Bayesian Statistics: The three cultures

Probability isn’t a single concept, it is a family of related concepts - epistemic probability (as in subjective Bayesianism) is a different concept from frequentist probability - albeit obviously related in some ways. It is unsurprising that a term looks like an “ill-defined, unfalsifiable concept” if you are mushing together mutually incompatible definitions of it.

> Consider the statement p(X) = 0.5 (probability of event X is 0.5). What does this actually mean?

From a subjective Bayesian perspective, p(X) is a measure of how much confidence I - or any other specified person - have in the truth of a proposition, or my own judgement of the weight of evidence for or against it, or my judgement of the degree of my own knowledge of its truth or falsehood. And 0.5 means I have zero confidence either way, I have zero evidence either way (or else, the evidence on each side perfectly cancels each other out), I have a complete lack of knowledge as to whether the proposition is true.

> It it a proposition?

It is a proposition just in the same sense that “the Pope believes that God exists” is a proposition. Whether or not God actually exists, it seems very likely true that the Pope believes he does

> If so, is it falsifiable? And how?

And obviously that’s falsifiable, in the same sense that claims about my own beliefs are trivially falsifiable by me, using my introspection. And claims about other people’s beliefs are also falsifiable, if we ask them, and if assuming they are happy to answer, and we have no good reason to think they are being untruthful.

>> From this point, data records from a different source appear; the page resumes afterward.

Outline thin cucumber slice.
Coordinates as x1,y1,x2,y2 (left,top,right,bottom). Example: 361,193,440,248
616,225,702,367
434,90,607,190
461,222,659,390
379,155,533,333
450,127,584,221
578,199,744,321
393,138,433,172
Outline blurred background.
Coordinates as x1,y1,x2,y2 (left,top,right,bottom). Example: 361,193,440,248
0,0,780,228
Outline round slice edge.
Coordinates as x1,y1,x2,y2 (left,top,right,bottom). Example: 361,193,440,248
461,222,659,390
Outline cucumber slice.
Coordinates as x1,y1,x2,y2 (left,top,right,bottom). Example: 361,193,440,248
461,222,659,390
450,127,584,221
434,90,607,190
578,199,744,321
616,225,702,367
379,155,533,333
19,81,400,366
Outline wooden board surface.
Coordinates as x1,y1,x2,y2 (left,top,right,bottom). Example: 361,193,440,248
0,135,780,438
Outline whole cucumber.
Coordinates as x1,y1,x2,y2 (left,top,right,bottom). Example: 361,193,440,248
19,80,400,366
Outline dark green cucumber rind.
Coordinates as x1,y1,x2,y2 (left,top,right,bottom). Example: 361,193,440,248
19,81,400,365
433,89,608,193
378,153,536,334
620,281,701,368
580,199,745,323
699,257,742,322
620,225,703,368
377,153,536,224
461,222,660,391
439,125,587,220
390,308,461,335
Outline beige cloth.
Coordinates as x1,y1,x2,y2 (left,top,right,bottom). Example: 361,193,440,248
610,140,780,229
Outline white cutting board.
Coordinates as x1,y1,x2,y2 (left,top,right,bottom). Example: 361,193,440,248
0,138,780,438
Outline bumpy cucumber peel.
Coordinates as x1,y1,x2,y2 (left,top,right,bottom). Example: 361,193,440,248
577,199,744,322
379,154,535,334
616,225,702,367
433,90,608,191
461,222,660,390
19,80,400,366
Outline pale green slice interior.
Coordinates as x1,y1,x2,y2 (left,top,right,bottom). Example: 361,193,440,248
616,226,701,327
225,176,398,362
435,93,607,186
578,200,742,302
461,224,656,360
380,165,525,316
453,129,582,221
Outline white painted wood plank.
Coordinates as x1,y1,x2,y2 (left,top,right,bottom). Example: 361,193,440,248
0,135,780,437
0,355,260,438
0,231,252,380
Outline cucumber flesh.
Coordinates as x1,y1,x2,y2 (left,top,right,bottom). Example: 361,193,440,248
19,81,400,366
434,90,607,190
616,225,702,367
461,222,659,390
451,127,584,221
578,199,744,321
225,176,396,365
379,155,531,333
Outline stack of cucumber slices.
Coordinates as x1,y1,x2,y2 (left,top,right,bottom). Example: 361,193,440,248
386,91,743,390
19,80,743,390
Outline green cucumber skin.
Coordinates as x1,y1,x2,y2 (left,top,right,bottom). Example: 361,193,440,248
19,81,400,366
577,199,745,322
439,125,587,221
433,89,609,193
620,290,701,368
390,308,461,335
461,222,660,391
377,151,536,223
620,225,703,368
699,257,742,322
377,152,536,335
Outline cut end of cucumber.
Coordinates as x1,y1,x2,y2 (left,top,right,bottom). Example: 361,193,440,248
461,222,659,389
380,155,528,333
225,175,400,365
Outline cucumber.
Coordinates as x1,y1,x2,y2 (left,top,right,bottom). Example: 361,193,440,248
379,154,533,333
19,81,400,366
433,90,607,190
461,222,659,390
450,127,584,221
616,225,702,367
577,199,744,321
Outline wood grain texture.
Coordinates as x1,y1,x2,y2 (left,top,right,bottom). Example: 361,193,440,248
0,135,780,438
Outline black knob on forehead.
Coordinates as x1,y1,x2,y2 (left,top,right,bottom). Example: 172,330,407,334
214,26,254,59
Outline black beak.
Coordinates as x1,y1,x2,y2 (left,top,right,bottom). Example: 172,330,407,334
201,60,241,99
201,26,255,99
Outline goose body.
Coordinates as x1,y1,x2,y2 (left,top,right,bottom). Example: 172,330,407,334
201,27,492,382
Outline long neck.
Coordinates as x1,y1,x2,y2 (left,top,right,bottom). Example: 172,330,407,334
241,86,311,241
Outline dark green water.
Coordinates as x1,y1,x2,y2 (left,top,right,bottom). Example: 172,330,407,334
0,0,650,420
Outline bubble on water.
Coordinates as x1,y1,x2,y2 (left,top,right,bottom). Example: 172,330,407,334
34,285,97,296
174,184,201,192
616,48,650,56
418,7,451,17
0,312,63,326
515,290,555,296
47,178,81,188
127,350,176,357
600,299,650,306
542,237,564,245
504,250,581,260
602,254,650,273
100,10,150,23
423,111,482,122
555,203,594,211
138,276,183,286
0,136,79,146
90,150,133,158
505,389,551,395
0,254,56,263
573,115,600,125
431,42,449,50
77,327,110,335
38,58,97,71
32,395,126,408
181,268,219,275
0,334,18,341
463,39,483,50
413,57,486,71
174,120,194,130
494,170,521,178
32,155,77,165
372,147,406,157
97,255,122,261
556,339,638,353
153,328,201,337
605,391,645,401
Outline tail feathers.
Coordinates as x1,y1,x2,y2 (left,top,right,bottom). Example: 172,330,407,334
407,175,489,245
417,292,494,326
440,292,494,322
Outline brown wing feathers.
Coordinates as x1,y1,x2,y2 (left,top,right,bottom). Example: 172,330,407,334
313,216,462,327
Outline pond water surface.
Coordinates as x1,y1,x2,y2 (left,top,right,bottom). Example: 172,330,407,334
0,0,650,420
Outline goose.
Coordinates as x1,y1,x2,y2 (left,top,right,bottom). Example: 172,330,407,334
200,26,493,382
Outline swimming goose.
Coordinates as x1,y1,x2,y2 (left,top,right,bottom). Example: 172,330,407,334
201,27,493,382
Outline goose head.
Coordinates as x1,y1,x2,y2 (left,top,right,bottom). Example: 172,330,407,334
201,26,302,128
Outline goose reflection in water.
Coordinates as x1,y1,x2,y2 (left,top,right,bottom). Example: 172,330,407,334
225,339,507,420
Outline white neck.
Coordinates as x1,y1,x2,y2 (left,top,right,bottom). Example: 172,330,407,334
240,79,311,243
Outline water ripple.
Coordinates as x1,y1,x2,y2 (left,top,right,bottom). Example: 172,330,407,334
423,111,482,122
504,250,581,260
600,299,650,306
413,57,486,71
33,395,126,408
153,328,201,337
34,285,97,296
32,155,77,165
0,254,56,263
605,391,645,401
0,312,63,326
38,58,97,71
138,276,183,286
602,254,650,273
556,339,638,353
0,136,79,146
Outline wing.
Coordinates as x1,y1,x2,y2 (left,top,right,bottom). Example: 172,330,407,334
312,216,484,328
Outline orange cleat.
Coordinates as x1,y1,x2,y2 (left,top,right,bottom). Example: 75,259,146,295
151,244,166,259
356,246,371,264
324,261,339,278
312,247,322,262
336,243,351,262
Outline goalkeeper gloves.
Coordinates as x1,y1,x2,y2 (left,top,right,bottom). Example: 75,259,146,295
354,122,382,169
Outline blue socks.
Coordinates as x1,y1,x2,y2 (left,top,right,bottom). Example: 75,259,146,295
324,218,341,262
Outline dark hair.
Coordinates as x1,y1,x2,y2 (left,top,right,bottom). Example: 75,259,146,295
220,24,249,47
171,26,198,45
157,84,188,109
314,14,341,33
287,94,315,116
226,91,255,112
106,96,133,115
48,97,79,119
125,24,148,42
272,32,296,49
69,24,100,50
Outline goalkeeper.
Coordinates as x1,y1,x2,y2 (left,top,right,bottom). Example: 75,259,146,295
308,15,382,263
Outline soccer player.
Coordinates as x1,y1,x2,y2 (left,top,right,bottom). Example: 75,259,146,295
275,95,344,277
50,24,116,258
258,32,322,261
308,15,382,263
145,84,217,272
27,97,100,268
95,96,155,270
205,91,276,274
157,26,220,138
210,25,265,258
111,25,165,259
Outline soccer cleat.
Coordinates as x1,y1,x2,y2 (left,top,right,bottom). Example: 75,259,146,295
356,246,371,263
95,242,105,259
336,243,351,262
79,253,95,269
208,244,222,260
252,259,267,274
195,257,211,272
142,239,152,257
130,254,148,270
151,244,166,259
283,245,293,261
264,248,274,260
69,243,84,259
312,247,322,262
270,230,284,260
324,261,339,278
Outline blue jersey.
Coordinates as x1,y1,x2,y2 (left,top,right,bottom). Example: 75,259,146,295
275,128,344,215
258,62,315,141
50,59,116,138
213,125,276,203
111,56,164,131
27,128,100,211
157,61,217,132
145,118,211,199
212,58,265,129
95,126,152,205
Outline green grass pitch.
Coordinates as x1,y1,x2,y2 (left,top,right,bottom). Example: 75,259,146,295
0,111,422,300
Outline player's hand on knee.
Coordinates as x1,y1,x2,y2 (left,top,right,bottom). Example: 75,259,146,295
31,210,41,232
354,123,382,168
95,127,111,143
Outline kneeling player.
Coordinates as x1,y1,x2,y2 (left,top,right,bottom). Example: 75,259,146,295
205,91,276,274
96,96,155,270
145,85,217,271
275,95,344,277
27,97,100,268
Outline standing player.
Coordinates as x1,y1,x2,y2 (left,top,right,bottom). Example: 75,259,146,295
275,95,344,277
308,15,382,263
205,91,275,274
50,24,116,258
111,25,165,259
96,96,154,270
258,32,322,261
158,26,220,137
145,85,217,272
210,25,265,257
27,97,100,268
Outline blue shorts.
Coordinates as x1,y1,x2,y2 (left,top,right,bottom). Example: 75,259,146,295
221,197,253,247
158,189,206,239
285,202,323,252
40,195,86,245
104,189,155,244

> From a subjective Bayesian perspective, p(X) is a measure of how much confidence I - or any other specified person - have in the truth of a proposition, or my own judgement of the weight of evidence for or against it, or my judgement of the degree of my own knowledge of its truth or falsehood.

See how inexact and vague all these measures are. How do you know your confidence is (or should be) 0.5 ( and not 0.49) for example? Or, how to know you have judged correctly the weight of evidence? Or how do you know the transition from "knowledge about this event" to "what it indicates about its probability" you make in your mind is valid? You cannot disprove these things, can you?

Unless you you want to say the actual values do not actually matter, but the way the probabilities are updated in the face of new information is. But in any case, the significance of new evidence still has to be interpreted; there is no objective interpretation, is there?.

Well, you don't, but does it matter? The idea is it is an estimate.

Let me put it this way: we all informally engage in reasoning about how likely it is (given the evidence available to us) that a given proposition is true. The idea is that assigning a numerical estimate to our sense of likelihood can (sometimes) be a helpful tool in carrying out reasoning. I might think "X is slightly more likely than ~X", but do I know whether (for me) p(X) = 0.51 or 0.501 or 0.52? Probably not. But I don't need a precise estimate for an estimate to be helpful. And that's true in many other fields, including things that have nothing to do with probability – "he's about six feet tall" can be useful information even though it isn't accurate to the millimetre.

> Or, how to know you have judged correctly the weight of evidence?

That (largely) doesn't matter from a subjective Bayesian perspective. Epistemic probabilities are just an attempt to numerically estimate the outcome of my own process of weighing the evidence – how "correctly" I've performed that process (per any given standard of correctness) doesn't change the actual result.

From an objective Bayesian perspective, it does – since objective Bayesianism is about, not any individual's actual sense of likelihood, rather what sense of likelihood they ought to have (in that evidential situation), what an idealised perfectly rational agent ought to have (in that evidential situation). But that's arguably a different definition of probability from the subjective Bayesian, so even if you can poke holes in that definition, those holes don't apply to the subjective Bayesian definition.

> Or how do you know the transition from "knowledge about this event" to "what it indicates about its probability" you make in your mind is valid?

I feel like you are mixing up subjective Bayesianism and objective Bayesianism and failing to carefully distinguish them in your argument.

> But in any case, the significance of new evidence still has to be interpreted; there is no objective interpretation, is there?.

Well, objective Bayesianism requires there be some objective standard of rationality, subjective Bayesianism doesn't (or, to the extent that it does, the kind of objective rationality it requires is a lot weaker, mere avoidance of blatant inconsistency, and the minimal degree of rationality needed to coherently engage in discourse and mathematics.)